Your Largest Teeth
Used for grinding food, molars are the teeth found in the back of your mouth and are usually the final teeth to erupt. Altogether, we have 12 molars, with six molars in each jaw, and three on each side.
Molars are definitely the largest teeth in your mouth! Unlike your front teeth, which are sharp and pointy for biting, your molars have rounded cusps for chewing. Each molar uses two to three roots to anchor itself to your jawbone and keep this strong tooth in place.
Easy as 1, 2, 3
There are three different types of molars:
First Molars — The first molars are often called six-year molars, because of the age you are when the permanent, or adult, molars erupt.
Second Molars — Likewise, these are called 12-year molars. You get the picture! Both first and second molars come in the form of primary and secondary teeth. Once your baby teeth fall out, they will be replaced with permanent first and second molars.
Third Molars — The third molars, or wisdom teeth, are the final molars to come in. You’ll probably start to see wisdom teeth erupt between the ages of 17-21. They’re called wisdom teeth because by the time they erupt, we’re supposed to be old enough to have wisdom. Considering most third molars erupt during the late teens, we think they must have been given this title when people had a shorter lifespan!
If you hear your dentist refer to your tooth as a “maxillary first molar” or “mandibular second molar,” he’s referencing the location of each molar in your mouth. As with any of your teeth, the molars located in your upper jaw are known as maxillary molars. In the lower jaw, they’re called mandibular molars.
How Wise Are You?
Not everyone has their third molars — not that we necessarily need them. Wisdom teeth may have benefited cavemen, but not us! Third molars were once used for chewing tough food.
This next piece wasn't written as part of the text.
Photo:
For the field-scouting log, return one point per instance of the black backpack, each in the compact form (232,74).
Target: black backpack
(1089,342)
But back in those times, there was plenty of room in people’s mouths for the final set of molars because those that came before usually fell out from tooth decay! Thanks to modern times, we keep our teeth longer and may not even need our third molars.
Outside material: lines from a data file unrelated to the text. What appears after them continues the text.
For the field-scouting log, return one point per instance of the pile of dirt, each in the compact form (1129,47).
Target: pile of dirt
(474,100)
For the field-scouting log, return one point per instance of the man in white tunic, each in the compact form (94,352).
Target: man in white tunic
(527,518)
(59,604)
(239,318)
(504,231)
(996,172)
Take a look in the mirror. Do you see all three molars on each side of your jaw? If you’re over the age of 21 and you only have two, then your wisdom teeth may be impacted. Impacted wisdom teeth can be quite painful and may cause various dental problems. They are usually removed via oral surgery.
The only way to know for sure if your wisdom tooth could cause problems is to see a dentist for a proper diagnosis. A dentist will use X-rays to distinguish any problems with your molar teeth and can prescribe the right dental treatment for you.
On That Note…
It’s important to take care of your molars! Food can easily get stuck between the cusps and sides of your molar teeth, so be sure to brush and floss regularly. And since molars are so large, a tooth filling may not suffice when it comes to treating major cavities, leaving your dentist to repair your molar with a dental crown or dental bridge. If you care about keeping your molars strong, practice excellent oral hygiene and visit the dentist regularly!